Interpretation of the law, however, should be based on its principle which is to exclude bona fide criminals from seeking public office. If it excludes persons who have been imprisoned because of political persecution, then Vaclav Havel, Lech Walesa, Nelson Mandela, Mahatma Gandhi, Aung San Suu Kyi and a long list of other freedom fighters who all resisted the vicious repressions of authoritarian regimes would be ineligible for public office. How preposterous.
Lau Shan-ching sacrificed 10 years of his life for his struggle against tyranny for freedom and democracy, and represents the conscience of the people of Hong Kong and China. Mr Lau's integrity and perseverance, determination to battle repression, and refusal to compromise with his captors set an excellent example of personal heroism in the heart of the people of Hong Kong.
In the run-up to 1997, with less than three years to go, Hong Kong needs more people like Mr Lau to run public offices.
We do not need people who are as changeable as a weathercock to adapt to the liking of their new masters to sit on the district boards.
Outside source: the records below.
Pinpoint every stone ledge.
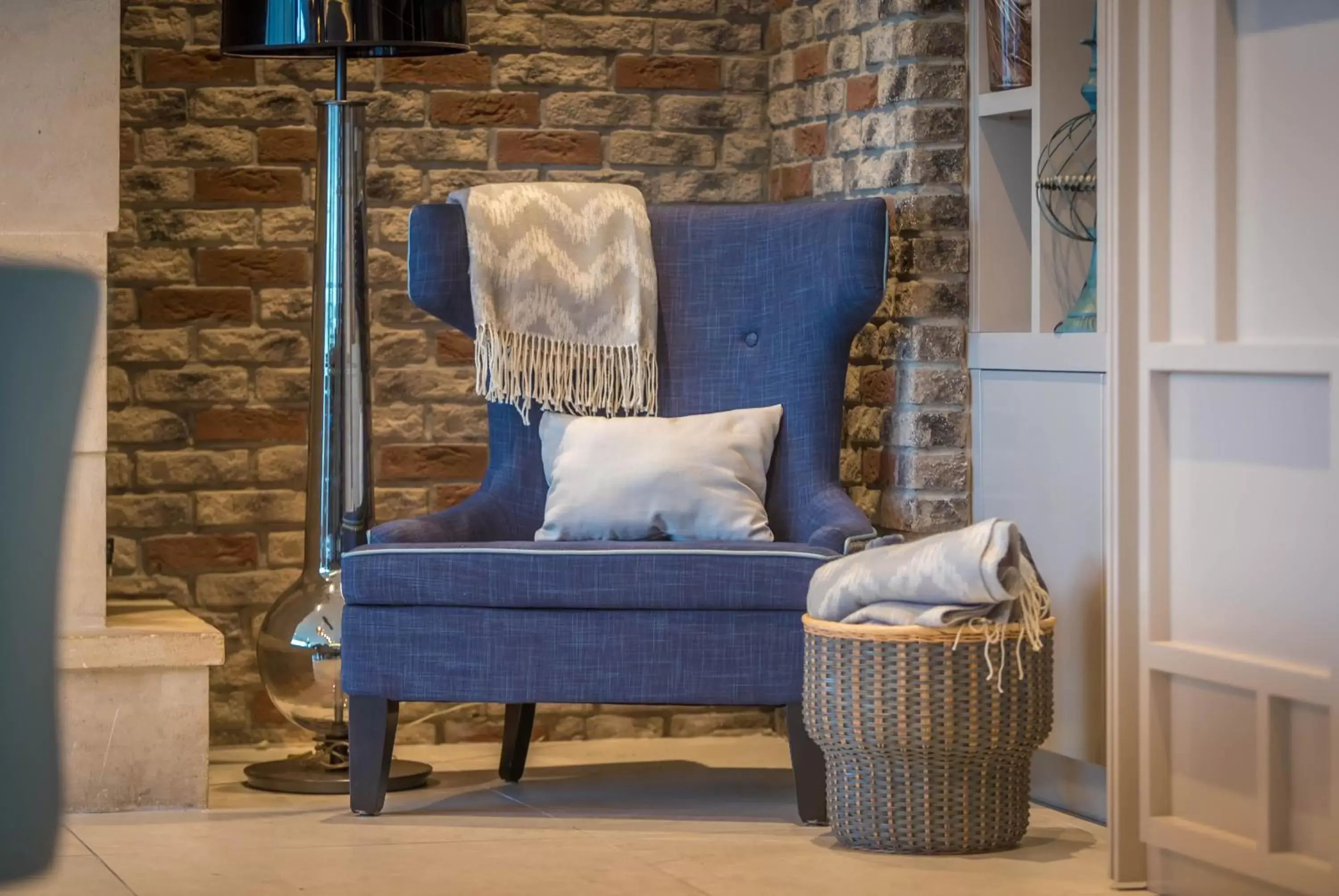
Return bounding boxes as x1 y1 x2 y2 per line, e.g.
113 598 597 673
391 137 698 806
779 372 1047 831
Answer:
58 600 224 670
If it is the law which prevents Mr Lau from seeking public office, repeal it.
Let the people of Hong Kong decide his suitability to the job, and not the cowardly bureaucrats who labelled him as a ''criminal''.
If criminals exist in this issue, it is the bureaucrats who are criminals of their own conscience rather than Mr Lau himself, who should be hailed as a fine example of a freedom fighter who represents the power of the powerless. Hong Kong should be proud of him.